Dritter Grundsatz: Gott gibt jedem
Stoffe die beste und angemessenste Form, die nur möglich ist. Er ist der
Allgütige, der seine Milde, Weisheit und Fürsorge keinem Dinge entzieht.
Seine Weisheit an Floh und Mücke zum Beispiel ist nicht geringer, als an
der Anordnung der Sphären. Die Verschiedenheit der Dinge liegt in ihren
Stoffen; man kann daher nicht sagen: Warum hat er mich nicht zum Engel geschaffen?
ebensowenig wie der Wurm: Warum hast du mich nicht als Menschen geschaffen?

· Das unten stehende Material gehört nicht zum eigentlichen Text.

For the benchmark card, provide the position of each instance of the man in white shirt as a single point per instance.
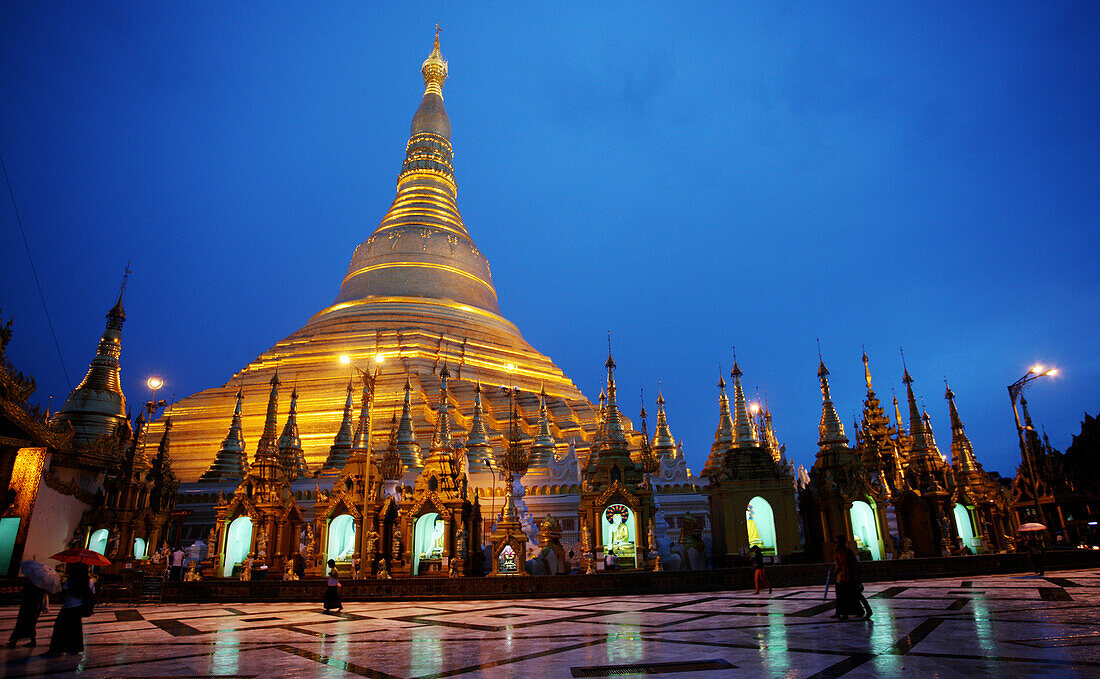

Vierter Grundsatz: Der Glaube,
dass es bei den Wesen höhere und tiefere Stufen gibt und dass alles, was
Empfindung und sinnliche Wahrnehmung hat, höher ist als das, dem dies alles
fehlt, da es der Stufe der Ersten Ursache nahe
kommt, welche der Verstand selbst ist. Die niedrigste Pflanze steht eine Stufe
höher, als das edelste Mineral, das niedrigste Tier eine Stufe höher,
als die edelste Pflanze und der niedrigste Mensch eine Stufe höher als
das edelste Tier. Ebenso sieht der niedrigste Bekenner des göttlichen Gesetzes
eine Stufe höher als der höchststehende Heide. Denn das von Gott gegebene
Gesetz verleiht den Seelen etwas von der Art und Weise der Engel, was auf künstlichem
Wege nicht erreicht, werden kann. Als Beweis dafür gilt, dass die dauernde
Beschäftigung mit der Ausübung dieses Gesetzes zur Stufe der Prophetie
führt, welche die Gott nächste menschliche Stufe ist. Der ungehorsame
Religionsbekenner ist demnach noch besser als ein Heide, da ihm das göttliche
Gesetz ein engelhaftes Tun möglich gemacht hat, durch welches er die Stufe
der Engel erreichen kann, wenn sein Ungehorsam sie ihm auch getrübt und
geschädigt hat. Denn einige Spuren bleiben immerhin zurück, und das
Feuer des Bestrebens nach derselben lodert in ihm fort. Hätte er dabei
die freie Wahl, dann würde er nicht vorziehen, auf der Stufe der Unwissenheit
zu verharren, wie der kranke und schmerzgeplagte Mensch, wenn er die Wahl hätte,
ein Pferd oder ein Fisch oder ein Vogel zu werden, der voll Lust und ohne Schmerzen,
aber auch von der Vernunft getrennt lebt, die ihn der göttlichen Stufe
nahe bringt, dies nimmer wählen würde.
Fünfter Grundsatz: Die Seelen
der Hörenden erleiden von der Zurechtweisung des Ratgebers eine Einwirkung,
wenn er annehmbare Dinge anrät. Denn die wahrhafte Zurechtweisung hat in
jedem Falle irgend einen Nutzen. Wird der Ungehorsame auch nicht von seinem
bösen Tun zurückgebracht, so entzündet sich in seiner Seele ein
Funke von dieser Zurechtweisung, und er sieht, dass dieses Tun schlecht sei.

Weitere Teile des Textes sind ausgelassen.